Published in The Express Tribune, May 27th, 2013
By Umer Farooq Published: May 27, 2013
Dr Muhammad Zafar said his department has received reports of patients refusing the treatment from hospitals in Mardan, Abbottabad and a few other districts. PHOTO: FILE
PESHAWAR: The number of patients visiting government-run hospitals to avail free treatment for hepatitis C has decreased slightly after the procurement of substandard hepatitis C curing interferon injections became known to the public.
“People have been reading newspapers and are now reluctant to get free medication for hepatitis C virus (HCV) treatment,” said a doctor treating HCV patients at the Lady Reading Hospital (LRH).
He said patients are fearful they might die of the free treatment as the Anti-Corruption Establishment (ACE) team probing the incident had confirmed the death of seven people after the use of the spurious medication. “The patients prefer to get treatment at private hospitals rather than visiting state-run establishments,” he added.
On the other hand, Dr Amir Ghaffur, another doctor treating HCV patients at the LRH, begs to differ.
“We continue to run this programme. Patients visit the out-patient department and I don’t think their numbers have reduced,” he claimed.

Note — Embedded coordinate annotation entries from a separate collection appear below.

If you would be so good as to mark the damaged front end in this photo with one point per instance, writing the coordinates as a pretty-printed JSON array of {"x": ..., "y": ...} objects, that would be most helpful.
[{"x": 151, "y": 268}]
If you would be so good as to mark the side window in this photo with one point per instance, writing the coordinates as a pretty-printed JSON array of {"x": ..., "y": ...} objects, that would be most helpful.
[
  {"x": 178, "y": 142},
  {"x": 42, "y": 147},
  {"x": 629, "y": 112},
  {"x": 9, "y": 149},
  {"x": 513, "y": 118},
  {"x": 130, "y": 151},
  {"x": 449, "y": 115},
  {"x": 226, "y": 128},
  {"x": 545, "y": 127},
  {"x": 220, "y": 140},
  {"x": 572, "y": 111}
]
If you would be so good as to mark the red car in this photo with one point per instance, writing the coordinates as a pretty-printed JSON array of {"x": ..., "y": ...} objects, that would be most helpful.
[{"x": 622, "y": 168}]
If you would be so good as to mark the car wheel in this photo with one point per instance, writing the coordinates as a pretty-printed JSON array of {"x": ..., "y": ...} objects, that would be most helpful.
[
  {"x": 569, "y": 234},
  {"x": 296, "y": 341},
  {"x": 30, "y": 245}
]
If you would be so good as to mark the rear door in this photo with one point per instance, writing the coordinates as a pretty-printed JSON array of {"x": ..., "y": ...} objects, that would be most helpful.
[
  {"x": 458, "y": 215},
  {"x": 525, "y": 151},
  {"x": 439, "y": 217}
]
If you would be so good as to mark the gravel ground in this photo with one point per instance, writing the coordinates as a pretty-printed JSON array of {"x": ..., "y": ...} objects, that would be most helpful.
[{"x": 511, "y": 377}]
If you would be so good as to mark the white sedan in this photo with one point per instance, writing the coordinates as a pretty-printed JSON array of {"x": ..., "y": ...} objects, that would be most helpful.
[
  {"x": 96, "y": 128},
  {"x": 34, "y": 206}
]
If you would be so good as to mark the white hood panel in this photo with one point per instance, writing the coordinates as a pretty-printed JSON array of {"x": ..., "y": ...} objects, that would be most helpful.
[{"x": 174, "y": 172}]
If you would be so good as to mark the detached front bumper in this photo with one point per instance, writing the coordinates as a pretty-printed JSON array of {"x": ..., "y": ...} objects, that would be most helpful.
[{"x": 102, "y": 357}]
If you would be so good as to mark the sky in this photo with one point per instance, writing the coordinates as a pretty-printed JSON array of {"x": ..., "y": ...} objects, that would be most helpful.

However, Director General Health Khyber-Pakhtunkhwa (K-P) Dr Muhammad Zafar said his department has received reports of patients refusing the treatment from hospitals in Mardan, Abbottabad and a few other districts.
The managements of these hospitals have complained that the patients are afraid of getting free HCV treatment.
Zafar further added the health department had bought a new stock of HCV curing injections from another company and 95,000 vials, tested by the Central Drug Laboratory Islamabad, were available with it.
“Patients should not refuse the medication anymore. I have talked to the health secretary and will convene a meeting on Monday (today) to discuss the issue further,” Zafar informed. “We will request the media to highlight the current situation in the same manner as it did when the scam surfaced,” he added.
The issue of procurement of substandard interferon injections by the K-P Health Department came to light on February 6 when the Peshawar High Court (PHC) took notice of the supply of bogus medicines to public hospitals and directed the ACE to probe the issue and arrest all those involved.
“You are playing with the lives of underprivileged people. Those involved need to be hanged publically,” PHC Chief Justice Dost (CJ) Muhammad Khan was quoted as telling health department officials during a case hearing of the Rs250 million scam.
The ACE’s probe led to the arrest of four K-P health officials including the then DG Health Dr Shareef Ahmad, former hepatitis C control programme project director Ghulam Subhani and a storekeeper identified as Mubarak Shah.
Another suspect, former DG Health Dr Muhammad Ali Chohan managed to obtain pre-arrest bail and tried to confirm his bail. However, his pre-arrest bail was not extended by Justice Khan and Chohan was arrested from the court room on May 24.
Published in The Express Tribune, May 27th, 2013.